30 . The process of claim 29 , wherein at least one of the introducing, mixing, contacting, separating, and analyzing steps are automated, carried out by an automated fluid handler and/or an automated multi-vessel plate handler.
31 . The process of claim 29 , wherein the mixing of the esterification agent comprises:
adding the esterification agent into each sample in the multi-vessel plate; and vortexing the mixture in each vessel.
32 . The process of claim 29 , further comprising:
adding an internal standard to each sample in the multi-vessel plate.
33 . The process of claim 32 , wherein the internal standard is dissolved in a solvent.
34 . The process of claim 29 , further comprising:
labeling the plurality of samples in the multi-vessel plate; and detecting the labeled samples for a sequential processing.
35 . The process of claim 34 , wherein the labeling step is carried out by an automated bar-coding equipment, and the detecting is carried out by an automated bar code detector.
36 . The process of claim 29 , wherein the esterification agent is BF 3 /methanol.
37 . The process of claim 29 , wherein the separating step comprises:
mixing an aqueous solvent with each esterified sample in the multi-vessel plate; simultaneously centrifuging the mixture in each vessel of the multi-vessel plate; and extracting the organic layer containing the esterified fatty acid from the centrifuged mixture in the multi-vessel plate.
38 . The process of claim 29 , wherein the analyzing step is carried out by gas or liquid chromatography, and detected by a mass spectrometry, flame ionization detector or a thermal conductivity detector.
39 . The process of claim 29 , wherein the sample is a blood component selected from the group consisting of red blood cells, whole blood, serum, platelets, white blood cells, plasma, cholesterol esters, triglycerides, free fatty acids, plasma phospholipids, and mixtures thereof.
40 . The process of claim 29 , wherein the fatty acid component comprises at least one of trans-isomeric unsaturated fatty acid, cis-isomeric monounsaturated fatty acid, Omega-3 fatty acid, Omega-6 fatty acid, and saturated fatty acid.
41 . The process of claim 29 , wherein the fatty acid component comprises at least one of trans-palmitoleic, trans-oleic, trans-linoleic, cis-palmitoleic, cis-oleic, cis-eicosenoic, cis-nervonic, α-linolenic, eicosapentaenoic, docosapentaenoic, docosahexaenoic, linoleic, γ-linolenic, arachidonic, eicosadienoic, dihomo-γ-linolenic, docasatetraenoic, docosapentaenoic, myristic, palmitic, behenic, lignoceric, arachidic, or stearic acid.
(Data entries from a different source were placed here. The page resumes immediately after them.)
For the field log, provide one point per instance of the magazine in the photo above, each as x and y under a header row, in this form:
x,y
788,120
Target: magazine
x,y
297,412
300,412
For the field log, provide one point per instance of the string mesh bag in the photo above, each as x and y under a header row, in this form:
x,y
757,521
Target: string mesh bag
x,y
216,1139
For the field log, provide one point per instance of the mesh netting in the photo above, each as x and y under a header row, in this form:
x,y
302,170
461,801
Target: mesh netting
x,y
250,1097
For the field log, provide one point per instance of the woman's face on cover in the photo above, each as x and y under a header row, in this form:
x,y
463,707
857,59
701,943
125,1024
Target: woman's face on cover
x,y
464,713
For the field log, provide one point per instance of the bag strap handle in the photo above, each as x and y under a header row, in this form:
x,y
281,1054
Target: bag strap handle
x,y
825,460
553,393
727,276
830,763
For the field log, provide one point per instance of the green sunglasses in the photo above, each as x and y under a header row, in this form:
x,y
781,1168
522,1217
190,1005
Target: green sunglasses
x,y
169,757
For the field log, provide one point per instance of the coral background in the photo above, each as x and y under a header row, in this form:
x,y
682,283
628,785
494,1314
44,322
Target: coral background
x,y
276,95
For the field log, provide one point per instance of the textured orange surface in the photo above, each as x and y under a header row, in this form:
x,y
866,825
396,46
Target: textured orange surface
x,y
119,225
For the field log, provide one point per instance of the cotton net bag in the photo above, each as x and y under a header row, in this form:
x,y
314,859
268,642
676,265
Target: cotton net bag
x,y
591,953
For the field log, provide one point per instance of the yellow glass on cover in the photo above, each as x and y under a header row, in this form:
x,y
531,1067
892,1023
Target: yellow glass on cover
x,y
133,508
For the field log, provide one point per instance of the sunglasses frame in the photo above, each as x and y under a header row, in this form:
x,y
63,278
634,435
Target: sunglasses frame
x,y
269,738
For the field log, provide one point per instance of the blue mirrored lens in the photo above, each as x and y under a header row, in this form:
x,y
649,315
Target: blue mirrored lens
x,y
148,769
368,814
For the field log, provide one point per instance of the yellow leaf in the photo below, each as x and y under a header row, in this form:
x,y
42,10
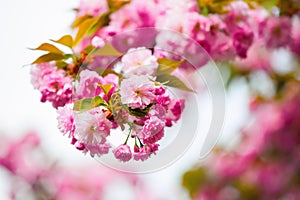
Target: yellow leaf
x,y
107,50
48,47
66,40
80,20
167,66
49,57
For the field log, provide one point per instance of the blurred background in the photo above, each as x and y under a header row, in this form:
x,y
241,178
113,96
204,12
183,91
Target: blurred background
x,y
38,162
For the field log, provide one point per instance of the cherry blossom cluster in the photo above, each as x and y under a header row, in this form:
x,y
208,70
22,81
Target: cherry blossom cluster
x,y
129,97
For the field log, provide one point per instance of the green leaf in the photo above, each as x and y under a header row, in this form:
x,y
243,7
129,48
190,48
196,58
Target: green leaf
x,y
80,20
138,112
115,5
49,57
84,28
88,103
167,66
173,81
107,50
194,179
66,40
106,88
48,47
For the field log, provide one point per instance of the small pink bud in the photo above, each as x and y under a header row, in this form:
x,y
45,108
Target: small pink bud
x,y
123,153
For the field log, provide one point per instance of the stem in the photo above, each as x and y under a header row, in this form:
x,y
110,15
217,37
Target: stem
x,y
127,138
141,144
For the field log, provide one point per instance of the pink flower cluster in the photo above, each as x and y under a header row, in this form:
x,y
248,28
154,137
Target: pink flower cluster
x,y
132,98
55,86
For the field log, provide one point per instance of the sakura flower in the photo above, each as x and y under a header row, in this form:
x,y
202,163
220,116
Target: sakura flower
x,y
144,152
139,61
175,109
66,120
242,40
53,83
123,153
113,80
92,127
137,92
88,85
98,150
153,130
277,31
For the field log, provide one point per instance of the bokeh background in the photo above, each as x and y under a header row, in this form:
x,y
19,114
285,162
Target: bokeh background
x,y
26,24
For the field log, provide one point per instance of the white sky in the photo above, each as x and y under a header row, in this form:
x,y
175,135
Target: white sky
x,y
25,24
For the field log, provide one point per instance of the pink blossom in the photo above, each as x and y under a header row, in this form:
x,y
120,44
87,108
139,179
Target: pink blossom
x,y
53,83
258,57
137,92
144,152
153,130
88,85
123,153
277,31
66,120
113,80
175,109
242,40
139,61
92,127
137,14
98,150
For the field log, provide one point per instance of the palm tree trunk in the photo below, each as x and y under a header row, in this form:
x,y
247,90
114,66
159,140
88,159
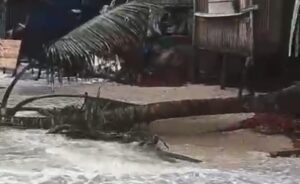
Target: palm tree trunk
x,y
9,90
122,119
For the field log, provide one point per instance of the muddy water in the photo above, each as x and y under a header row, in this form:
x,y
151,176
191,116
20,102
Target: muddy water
x,y
33,157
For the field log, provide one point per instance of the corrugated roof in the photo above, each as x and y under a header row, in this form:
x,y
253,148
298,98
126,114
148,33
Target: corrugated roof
x,y
9,51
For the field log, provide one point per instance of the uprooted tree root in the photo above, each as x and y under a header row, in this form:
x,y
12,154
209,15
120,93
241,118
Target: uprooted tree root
x,y
79,123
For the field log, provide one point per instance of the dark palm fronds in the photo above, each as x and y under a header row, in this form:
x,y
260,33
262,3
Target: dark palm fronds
x,y
105,34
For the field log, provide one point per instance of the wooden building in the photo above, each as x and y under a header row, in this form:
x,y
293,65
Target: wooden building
x,y
255,29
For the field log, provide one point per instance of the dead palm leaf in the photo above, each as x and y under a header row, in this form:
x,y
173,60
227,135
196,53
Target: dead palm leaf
x,y
125,25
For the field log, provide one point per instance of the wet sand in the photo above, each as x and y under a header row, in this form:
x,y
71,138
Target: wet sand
x,y
192,136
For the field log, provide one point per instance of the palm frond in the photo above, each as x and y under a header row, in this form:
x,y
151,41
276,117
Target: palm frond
x,y
125,25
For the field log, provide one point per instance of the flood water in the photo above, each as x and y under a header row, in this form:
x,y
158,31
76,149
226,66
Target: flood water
x,y
31,156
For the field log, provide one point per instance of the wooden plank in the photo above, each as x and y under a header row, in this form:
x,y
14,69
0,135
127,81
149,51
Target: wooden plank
x,y
293,25
9,51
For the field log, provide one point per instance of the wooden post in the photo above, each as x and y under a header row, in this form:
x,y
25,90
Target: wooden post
x,y
2,18
223,72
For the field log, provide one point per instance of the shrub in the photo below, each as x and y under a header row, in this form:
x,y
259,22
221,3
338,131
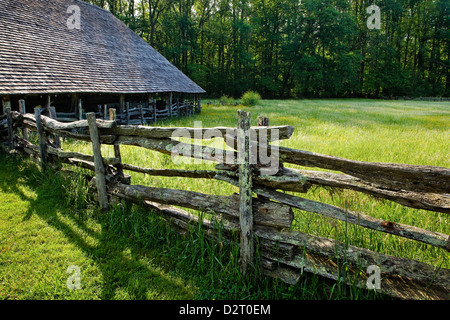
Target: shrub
x,y
250,98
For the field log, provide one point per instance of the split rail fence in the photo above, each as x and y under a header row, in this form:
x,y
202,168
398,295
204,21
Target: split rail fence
x,y
265,219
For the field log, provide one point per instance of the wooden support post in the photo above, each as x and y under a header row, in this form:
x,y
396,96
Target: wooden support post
x,y
42,139
122,104
199,105
245,192
57,140
112,116
80,109
6,103
170,104
10,131
155,114
127,111
22,110
74,103
141,111
262,122
48,103
98,161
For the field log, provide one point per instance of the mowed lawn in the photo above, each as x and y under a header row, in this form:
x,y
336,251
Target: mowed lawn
x,y
41,234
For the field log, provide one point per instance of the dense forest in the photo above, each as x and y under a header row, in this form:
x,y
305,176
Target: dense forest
x,y
299,48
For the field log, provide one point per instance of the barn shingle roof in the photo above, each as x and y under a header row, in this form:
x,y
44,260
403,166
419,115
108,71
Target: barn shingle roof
x,y
39,53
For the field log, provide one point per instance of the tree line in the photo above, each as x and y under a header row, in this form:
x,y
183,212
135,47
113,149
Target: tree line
x,y
299,48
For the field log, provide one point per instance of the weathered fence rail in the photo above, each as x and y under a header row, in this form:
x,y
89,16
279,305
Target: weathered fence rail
x,y
265,220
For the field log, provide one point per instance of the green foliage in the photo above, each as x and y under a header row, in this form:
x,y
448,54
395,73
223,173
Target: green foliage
x,y
226,100
310,48
250,98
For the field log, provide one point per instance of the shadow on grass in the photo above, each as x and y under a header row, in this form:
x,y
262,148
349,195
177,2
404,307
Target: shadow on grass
x,y
124,267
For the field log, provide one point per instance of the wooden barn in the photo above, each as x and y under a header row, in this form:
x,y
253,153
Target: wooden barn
x,y
79,58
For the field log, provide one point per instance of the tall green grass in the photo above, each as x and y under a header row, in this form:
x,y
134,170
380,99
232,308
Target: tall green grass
x,y
48,221
410,132
125,253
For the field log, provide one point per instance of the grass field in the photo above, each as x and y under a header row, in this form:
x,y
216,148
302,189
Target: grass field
x,y
131,254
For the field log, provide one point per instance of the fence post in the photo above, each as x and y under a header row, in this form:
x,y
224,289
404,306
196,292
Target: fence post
x,y
10,131
42,140
57,140
245,192
80,109
6,102
23,110
98,161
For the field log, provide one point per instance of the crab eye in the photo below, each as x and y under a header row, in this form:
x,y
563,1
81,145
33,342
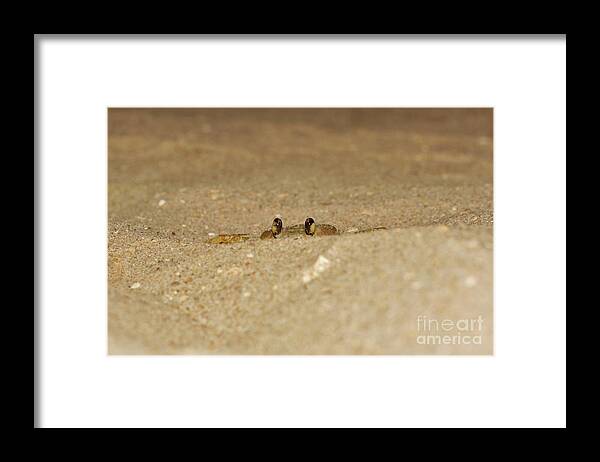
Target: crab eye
x,y
276,226
309,226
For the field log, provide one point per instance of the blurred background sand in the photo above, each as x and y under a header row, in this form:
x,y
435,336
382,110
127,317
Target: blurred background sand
x,y
176,175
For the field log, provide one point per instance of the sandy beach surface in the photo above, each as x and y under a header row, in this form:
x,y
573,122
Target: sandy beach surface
x,y
177,176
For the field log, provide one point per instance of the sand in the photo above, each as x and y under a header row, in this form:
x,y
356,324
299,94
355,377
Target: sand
x,y
176,177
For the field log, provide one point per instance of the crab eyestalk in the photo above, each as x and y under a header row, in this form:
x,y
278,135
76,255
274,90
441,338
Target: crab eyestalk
x,y
310,227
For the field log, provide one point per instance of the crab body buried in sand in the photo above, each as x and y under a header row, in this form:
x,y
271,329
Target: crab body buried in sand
x,y
278,231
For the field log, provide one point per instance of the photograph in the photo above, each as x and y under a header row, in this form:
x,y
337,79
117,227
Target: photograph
x,y
300,231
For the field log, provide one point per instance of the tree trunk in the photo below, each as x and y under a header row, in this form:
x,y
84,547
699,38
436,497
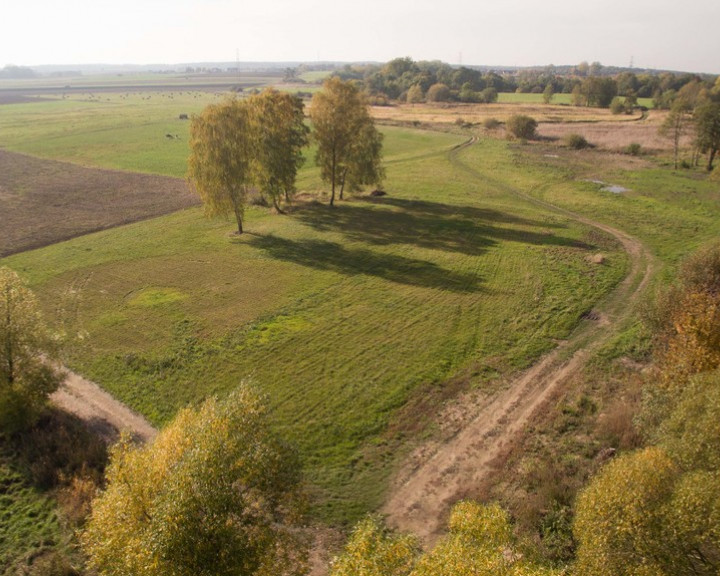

42 . The process of claim 41 , wherein the fatty acid component comprises trans-palmitoleic, trans-oleic, trans-linoleic, cis-palmitoleic, cis-oleic, cis-eicosenoic, cis-nervonic, α-linolenic, eicosapentaenoic, docosapentaenoic, docosahexaenoic, linoleic, γ-linolenic, arachidonic, eicosadienoic, dihomo-γ-linolenic, docasatetraenoic, docosapentaenoic, myristic, palmitic, behenic, lignoceric, arachidic, or stearic acid.
43 . The process of claim 29 , wherein the entire step of analyzing by gas or liquid chromatography is carried out in less than about 10 minutes.Cited by (0)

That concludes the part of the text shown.